Song Heping, que había corrido dos kilómetros, finalmente se detuvo a un lado de la carretera.
¡El tiempo no espera a nadie!
Si su suposición era correcta, Sayif y Ángel ya estarían hablando por teléfono.
Se preguntó cuánto tiempo podría la chica occidental, Ángel, mantener ocupado a Sayif, ese viejo zorro.
Rápidamente se quitó el lanzacohetes RPG de la espalda, desabrochó su mochila táctica y sacó dos minas de espada ancha.
Enroscó velozmente las espoletas y colocó las minas a propósito a la izquierda y a la derecha.
El posicionamiento fue meticuloso.
No había mucha cobertura aquí, así que las minas debían enterrarse más lejos del borde de la carretera para evitar que los conductores las detectaran.
Además, las dos minas debían colocarse de forma cruzada para apuntar hacia adelante, formando un área de cobertura en forma de abanico.
Tras plantar las minas de espada ancha, Song Heping instaló rápidamente los detonadores remotos para los artefactos.
Hay que decir que las cosas del botín eran realmente útiles.
Tenía todo lo que necesitaba.
El País M es el País M, después de todo; el equipo que lleva un soldado de las Fuerzas Especiales siempre puede sorprenderte, a diferencia de un mercenario pobre como él que dudaría en gastar en minas tan caras con control remoto.
Habiendo hecho todo esto, Song Heping se retiró rápidamente a un lado de la carretera, encontró un montículo de tierra a su derecha y se escondió detrás.
Luego revisó de nuevo el lanzacohetes RPG, le quitó el seguro y lo colocó a su lado antes de examinar rápidamente su munición.

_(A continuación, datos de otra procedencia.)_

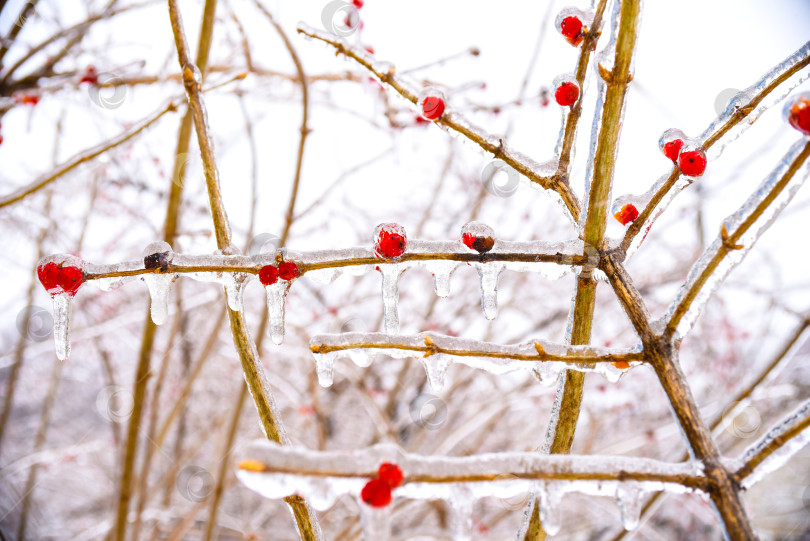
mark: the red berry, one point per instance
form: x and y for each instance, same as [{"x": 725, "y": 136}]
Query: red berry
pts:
[
  {"x": 571, "y": 28},
  {"x": 268, "y": 275},
  {"x": 376, "y": 493},
  {"x": 692, "y": 162},
  {"x": 567, "y": 94},
  {"x": 70, "y": 279},
  {"x": 389, "y": 240},
  {"x": 390, "y": 473},
  {"x": 432, "y": 107},
  {"x": 287, "y": 270},
  {"x": 799, "y": 114},
  {"x": 626, "y": 214},
  {"x": 48, "y": 275},
  {"x": 672, "y": 149}
]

En ese momento, la voz de Ángel volvió a sonar a través del auricular.
—¡Colgó la llamada!
¡No pude retenerlo más!
—¡Cocinero!
¡Procede!
Song Heping dio la orden sin demora.
No podía esperar más.
A estas alturas, Sayif, escondido en la granja, ya debía de haber empezado a sospechar, probablemente dándose cuenta de que Ángel no se dejaría engañar, y por lo tanto, considerando su propia situación peligrosa.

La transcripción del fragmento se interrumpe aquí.